Closed YuboWang1994 closed 1 year ago

YuboWang1994 commented 1 year ago

Hi,

Thanks for this amazing software and it's very powerful.

These days I'm trying to figure out the Hi-C clustering difference of different experimental groups (treated vs WT group) based on the following steps:

Firstly, I applied the juicer pipeline where I aligned the Hi-C data to the reference genome and converted the alignment result to .hic file, i.e. treated.hic and WT.hic.

Secondly, I converted .hic file to .cool file by applying 'hic2cool convert' and 'cooler balance'.

Thirdly, I applied coolpup.py for each .cool file and obtained .clpy with the following script: python coolpup.py --features_format bed WT.cool list.bed -p 10 -o WT.list.clpy python coolpup.py --features_format bed treated.cool list.bed -p 10 -o treated.list.clpy

The list.bed file is a 3-column bed file containg chromosome, start site and end site, respectively.

Finally, I applied plotpup.py and obtained the gene clustering heatmap. It seems like these two figures were consistent with what I expected, where the gene clustering in the treated sample (the second figure) should decrease:

image image

However, what I concern about is, how can I calculate the statistical difference between the two groups, i.e. how to prove that the gene clustering between these two groups are significantly different?

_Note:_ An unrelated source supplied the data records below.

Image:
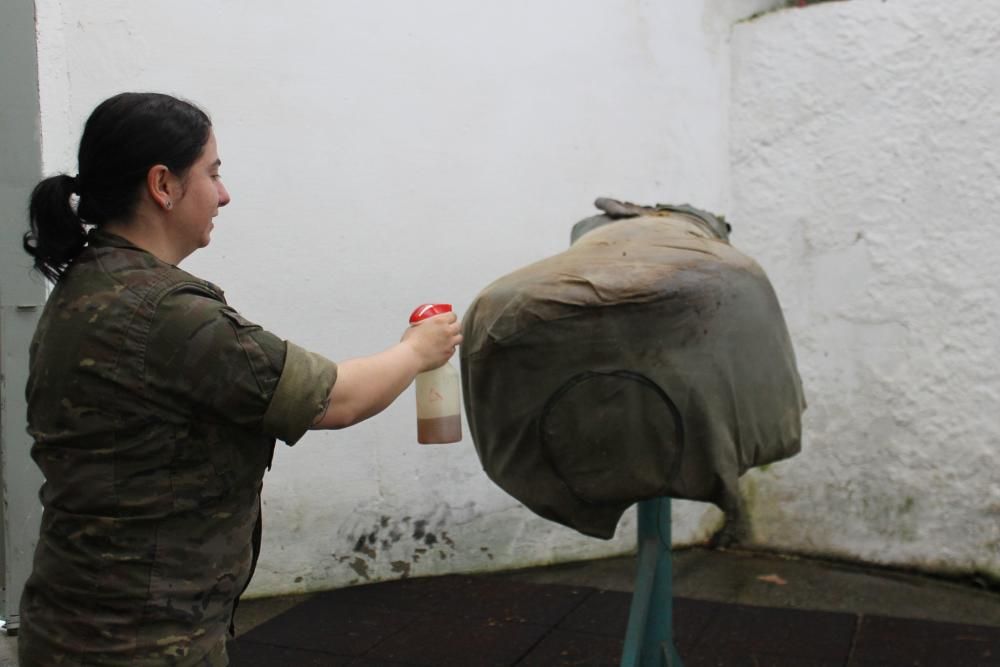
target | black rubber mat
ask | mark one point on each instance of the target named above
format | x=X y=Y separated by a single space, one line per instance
x=482 y=621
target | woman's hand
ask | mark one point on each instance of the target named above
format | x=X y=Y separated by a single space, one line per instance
x=367 y=385
x=434 y=340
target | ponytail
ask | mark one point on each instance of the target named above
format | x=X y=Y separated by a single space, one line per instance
x=123 y=138
x=57 y=234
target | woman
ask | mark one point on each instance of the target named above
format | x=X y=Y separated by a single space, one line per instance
x=154 y=406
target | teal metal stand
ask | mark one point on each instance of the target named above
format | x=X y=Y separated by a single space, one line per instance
x=649 y=640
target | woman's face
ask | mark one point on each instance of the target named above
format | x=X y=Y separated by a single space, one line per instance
x=203 y=195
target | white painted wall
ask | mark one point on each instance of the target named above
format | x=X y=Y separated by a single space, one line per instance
x=386 y=153
x=866 y=163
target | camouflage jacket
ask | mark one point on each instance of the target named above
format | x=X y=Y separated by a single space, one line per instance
x=154 y=408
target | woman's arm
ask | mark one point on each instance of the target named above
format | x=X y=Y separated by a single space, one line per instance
x=367 y=385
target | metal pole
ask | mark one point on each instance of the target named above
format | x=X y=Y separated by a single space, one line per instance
x=649 y=637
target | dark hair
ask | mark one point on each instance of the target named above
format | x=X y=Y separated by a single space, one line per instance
x=124 y=137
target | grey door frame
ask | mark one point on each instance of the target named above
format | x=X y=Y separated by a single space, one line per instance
x=22 y=294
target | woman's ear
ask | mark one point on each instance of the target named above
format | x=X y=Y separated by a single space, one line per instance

Now that these figures were drawn by the .clpy file, is there any method for me to extract certain value so that I can do some calculation work?

Thank you and I'm looking forward to receiving your reply :).

Phlya commented 1 year ago

Hi, happy that coolpuppy is helpful in your work!

First of all, from the pileups it looks like the second is much more noisy... Do you have much fewer regions there? Of it it's the same regions, is the Hi-C data much worse in some way? (fewer reads, lower cis/trans, overall bad quality?..) That would be a problem.

Otherwise, when the result is so clear, there is really no need to invent any statistics in my opinion. Otherwise I think the best statistics is having replicate Hi-C libraries and comparing the enrichment across replicates.

Phlya commented 1 year ago

Assuming this is resolved, feel free to reopen.